La casa era la más vasta, la más alta del poblado, y también la más confortable. Estaba dividida en una treintena de piezas individuales. Sólo la planta baja formaba una sala común. Unos pilones de aceite representando esculturas atormentadas de inspiración naturista, iluminaban hasta el menor rincón.

Hargreb cerró los ojos unos instantes. Crimsol y Spaletti, dos hombres del control, tocaban a dúo en sus flautas una vieja canción que habían aprendido en un lejano y casi olvidado planeta. Gaudrey, que había perdido a tres de sus mejores camaradas en el último combate, estaba abatido, y apoyaba su cabeza en una columna de madera rojiza.

«Es un buen lugar para reposar —pensó Hargreb—, para permanecer siempre como ahora: contemplando la lluvia. Con la certeza de que nada caerá del cielo y lo quemará todo alrededor de uno mismo, haciéndote reemprender el combate sin descansar...»

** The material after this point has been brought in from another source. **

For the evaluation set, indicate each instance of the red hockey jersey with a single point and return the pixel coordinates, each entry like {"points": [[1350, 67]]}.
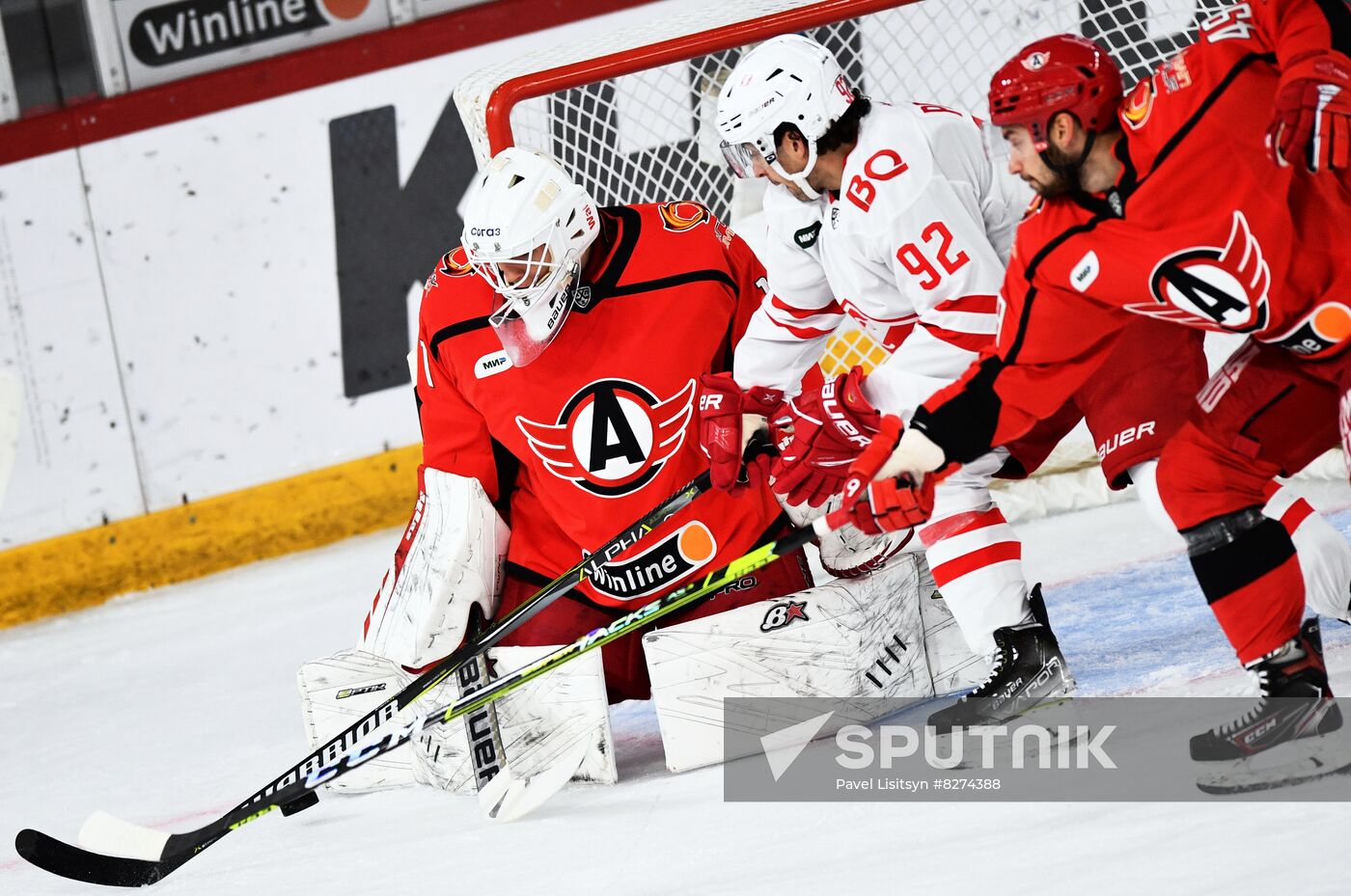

Entrecerró los ojos. Recordó la pasada noche y pensó que incluso podía uno fatigarse agradablemente en aquel mundo. Se podía beber, bailar e incluso contarle a alguien todas las miserias. Siempre había una oyente, una oyente de grandes ojos dulces, de sonrisa en los labios...

—¿Duerme usted, comandante?

Sway estaba ante él. Indudablemente venía del bosque, puesto que algunas ramitas pendían de sus cabellos y la lluvia goteaba por todo su cuerpo.

—No, soñaba, Sway —murmuró Hargreb—. Pero usted, por lo visto, está de lleno en la realidad, ¿no es así?

Viendo que su segundo contenía la risa, continuó:

—Y por lo visto no está usted solo. De todos nosotros, parece ser usted el que ha tomado mejor partido.

Curiosamente, la expresión de Sway se endureció.

—En efecto —dijo—, estaba en el bosque con Criilje. Yo... yo debo decirle algunas cosas, comandante.

Abandonaron el umbral de la mansión, y marcharon hacia la playa por un pequeño sendero. En aquel mismo lugar, y el día anterior, Hargreb había creído hallar piedras de incalculable valor, pero se trataban sólo de guijarros simples.

La lluvia cesó. Las últimas gotas resultaron frescas sobre la piel. Hargreb levantó la cabeza y abrió la boca.

—¿Por qué hace eso, comandante?

Hargreb rió.

—¡Oh! Una vieja manía de infancia, Sway. Pasé una buena parte de mi juventud en Eudice, y usted sabe lo seco que es todo aquello. Cuando llovía, yo... En fin, ¿qué es lo que quería decirme?

Sway suspiró.

—Hemos encontrado a los hombres en el bosque —dijo—. Parece que regresaban en aquel momento.

—Por fin, Sway. Pensaba ya que las mujeres nos mentían o bien que se reproducían por partenogénesis, o que esos hombres son los más grandes apáticos que...

—No son apáticos...

Hargreb lanzó una mirada sorprendida a su subordinado.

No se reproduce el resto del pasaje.